Better to know some
... than all
Polyalphabetic cipher machines and rotors
The Jefferson cylinder is a deceptively simple device which implements a polyalphabetic substitution cipher; conceived in the late 18th century, it had remarkable cryptographic strength for its time. Polyalphabetic substitution ciphers implemented by a class of rotor based machines were the dominant cryptographic tool in World War II. Such machines, including the Enigma machine and those of Hagelin, have an alphabet which changes continuously for a very long period before repeating; this provides protection against Kasiski analysis and methods based on the index of coincidence.
The Jefferson cylinder implements a polyalphabetic substitution cipher while avoiding complex machinery, extensive user computations, and Vigen'ere tableaus. A solid cylinder 6 inches long is sliced into 36 disks. A rod inserted through the cylinder axis allows the disks to rotate. The periphery of each disk is divided into 26 parts. On each disk, the letters A-Z are inscribed in a (different) random ordering. Plain text messages are encrypted in 36-character blocks. A reference bar is placed along the cylinder's length. Each of the 36 wheels is individually rotated to bring the appropriate character (matching the plaintext block) into position along the reference line. The 25 other parallel reference positions then each define a ciphertext, from which (in an early instance of randomized encryption) one is selected as the ciphertext to transmit.
The second party possesses a cylinder with identically marked and ordered disks (1- 36). The ciphertext is decrypted by rotating each of the 36 disks to obtain characters along a fixed reference line matching the ciphertext. The other 25 reference positions are examined for a recognizable plaintext. If the original message is not recognizable (e.g., random data), both parties agree beforehand on an index 1 through 25 specifying the offset between plaintext and ciphertext lines.
To accommodate plaintext digits 0-9 without extra disk sections, each digit is permanently assigned to one of 10 letters (a,e,i,o,u,y and f,l,r,s) which is encrypted as above but annotated with an overhead dot, identifying that the procedure must be reversed. Reordering disks (1 through 36) alters the polyalphabetic substitution key. The number of possible orderings is 36!=3.72 × 1041. Changing the ordering of letters on each disk affords 25! further mappings (per disk), but is more difficult in practice.
Rotor-based machines - technical overview
A simplified generic rotor machine consists of a number of rotors (wired code wheels) each implementing a different fixed mono-alphabetic substitution, mapping a character at its input face to one on its output face. A plaintext character input to the first rotor generates an output which is input to the second rotor, and so on, until the final ciphertext character emerges from the last. For fixed rotor positions, the bank of rotors collectively implements a mono-alphabetic substitution which is the composition of the substitutions defined by the individual rotors.
To provide polyalphabetic substitution, the encipherment of each plaintext character causes various rotors to move. The simplest case is an odometer-like movement, with a single rotor stepped until it completes a full revolution, at which time it steps the adjacent rotor one position, and so on.
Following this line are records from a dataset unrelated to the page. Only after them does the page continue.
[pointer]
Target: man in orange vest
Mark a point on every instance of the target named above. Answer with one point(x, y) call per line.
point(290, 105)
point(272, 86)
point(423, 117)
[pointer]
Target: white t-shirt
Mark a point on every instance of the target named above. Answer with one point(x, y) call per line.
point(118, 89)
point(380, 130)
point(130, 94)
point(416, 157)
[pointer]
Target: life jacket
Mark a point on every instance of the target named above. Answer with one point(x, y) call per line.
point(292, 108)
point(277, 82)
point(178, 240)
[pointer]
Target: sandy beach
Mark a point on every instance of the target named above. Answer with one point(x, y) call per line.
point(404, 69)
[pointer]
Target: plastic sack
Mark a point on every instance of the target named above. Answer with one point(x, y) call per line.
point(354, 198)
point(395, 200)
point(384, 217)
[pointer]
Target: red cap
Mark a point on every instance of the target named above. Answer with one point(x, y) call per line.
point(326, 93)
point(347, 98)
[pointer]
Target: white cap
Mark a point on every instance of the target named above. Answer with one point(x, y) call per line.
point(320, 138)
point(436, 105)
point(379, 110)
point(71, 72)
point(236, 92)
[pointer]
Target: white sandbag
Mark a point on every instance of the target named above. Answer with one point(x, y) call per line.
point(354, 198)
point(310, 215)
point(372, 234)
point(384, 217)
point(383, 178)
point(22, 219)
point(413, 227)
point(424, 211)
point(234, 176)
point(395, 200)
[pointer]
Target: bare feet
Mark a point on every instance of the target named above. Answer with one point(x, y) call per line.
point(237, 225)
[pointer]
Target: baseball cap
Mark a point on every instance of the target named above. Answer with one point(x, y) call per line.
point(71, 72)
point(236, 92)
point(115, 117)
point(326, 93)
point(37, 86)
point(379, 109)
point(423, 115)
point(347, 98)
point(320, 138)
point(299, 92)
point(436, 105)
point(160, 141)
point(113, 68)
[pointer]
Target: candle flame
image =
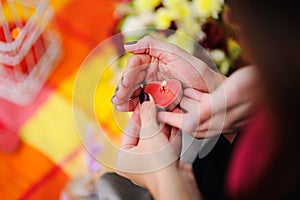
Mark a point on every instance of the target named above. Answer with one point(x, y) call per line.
point(163, 88)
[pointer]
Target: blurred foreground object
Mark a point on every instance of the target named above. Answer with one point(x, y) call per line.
point(29, 48)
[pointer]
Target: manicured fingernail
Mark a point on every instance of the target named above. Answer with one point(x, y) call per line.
point(113, 99)
point(129, 43)
point(116, 90)
point(144, 97)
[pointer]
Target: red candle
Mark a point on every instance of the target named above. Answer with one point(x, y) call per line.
point(166, 94)
point(17, 72)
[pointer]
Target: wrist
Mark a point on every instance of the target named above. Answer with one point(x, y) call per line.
point(168, 184)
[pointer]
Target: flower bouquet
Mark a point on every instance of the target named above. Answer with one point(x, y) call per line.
point(190, 20)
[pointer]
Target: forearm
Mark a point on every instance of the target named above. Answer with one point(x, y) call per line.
point(169, 184)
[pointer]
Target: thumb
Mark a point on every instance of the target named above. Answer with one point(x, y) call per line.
point(148, 117)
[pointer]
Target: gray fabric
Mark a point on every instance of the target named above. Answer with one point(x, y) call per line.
point(112, 186)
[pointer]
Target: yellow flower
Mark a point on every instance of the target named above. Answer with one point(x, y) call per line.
point(143, 6)
point(234, 49)
point(208, 8)
point(190, 26)
point(163, 19)
point(178, 9)
point(217, 55)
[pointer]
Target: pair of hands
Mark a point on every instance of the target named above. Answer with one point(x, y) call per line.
point(212, 104)
point(149, 154)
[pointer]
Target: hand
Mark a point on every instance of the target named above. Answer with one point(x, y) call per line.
point(154, 60)
point(148, 157)
point(225, 110)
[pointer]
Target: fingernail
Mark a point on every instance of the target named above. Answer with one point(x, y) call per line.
point(129, 43)
point(116, 90)
point(144, 97)
point(122, 79)
point(113, 99)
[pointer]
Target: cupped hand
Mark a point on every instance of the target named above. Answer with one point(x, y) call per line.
point(155, 60)
point(148, 156)
point(225, 110)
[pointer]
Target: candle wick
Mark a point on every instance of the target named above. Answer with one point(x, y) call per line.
point(163, 86)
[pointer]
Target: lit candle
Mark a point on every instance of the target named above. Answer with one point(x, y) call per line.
point(166, 94)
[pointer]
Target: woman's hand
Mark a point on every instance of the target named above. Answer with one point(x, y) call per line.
point(225, 110)
point(154, 60)
point(149, 157)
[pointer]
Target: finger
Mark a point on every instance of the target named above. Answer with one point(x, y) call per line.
point(175, 140)
point(188, 104)
point(128, 105)
point(156, 48)
point(130, 137)
point(148, 117)
point(133, 75)
point(126, 92)
point(201, 110)
point(194, 94)
point(173, 119)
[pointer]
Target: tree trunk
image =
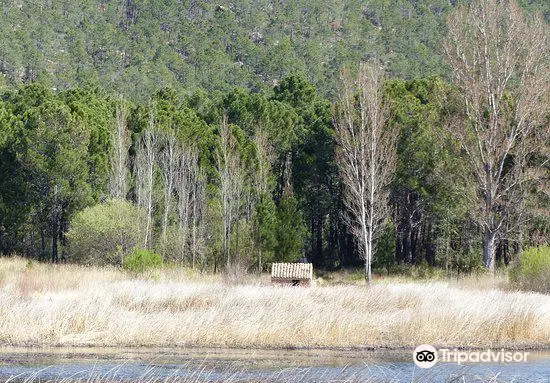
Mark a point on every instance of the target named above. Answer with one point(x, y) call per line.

Stepping a rotor changes the mono-alphabetic substitution it defines (the active mapping). More precisely, each rotor Ri effects a mono-alphabetic substitution fi. Ri can rotate into ti positions (e.g., ti = 26). When offset j places from a reference setting, Ri maps input a to fi(a-j)+j, where both the input to fi and the final output are reduced mod 26.
The cipher key is defined by the mono-alphabetic substitutions determined by the fixed wheel wirings and initial rotor positions. Re-arranging the order of rotors provides additional variability. Providing a machine with more rotors than necessary for operation at any one time allows further keying variation (by changing the active rotors).
Fact: Two properties of rotor machines desirable for security-related reasons are: (1) long periods; and (2) state changes which are almost all "large". The second property concerns the motion of rotors relative to each other, so that the sub-mappings between rotor faces change when the state changes. Rotor machines with odometer-like state changes fail to achieve this second property.
Rotor machine output methods: Rotor machines were categorized by their method of providing ciphertext output. In indicating machines, ciphertext output characters are indicated by means such as lighted lamps or displayed characters in output apertures. In printing machines, ciphertext is printed or typewritten onto an output medium such as paper. With on-line machines, output characters are produced in electronic form suitable for direct transmission over telecommunications media.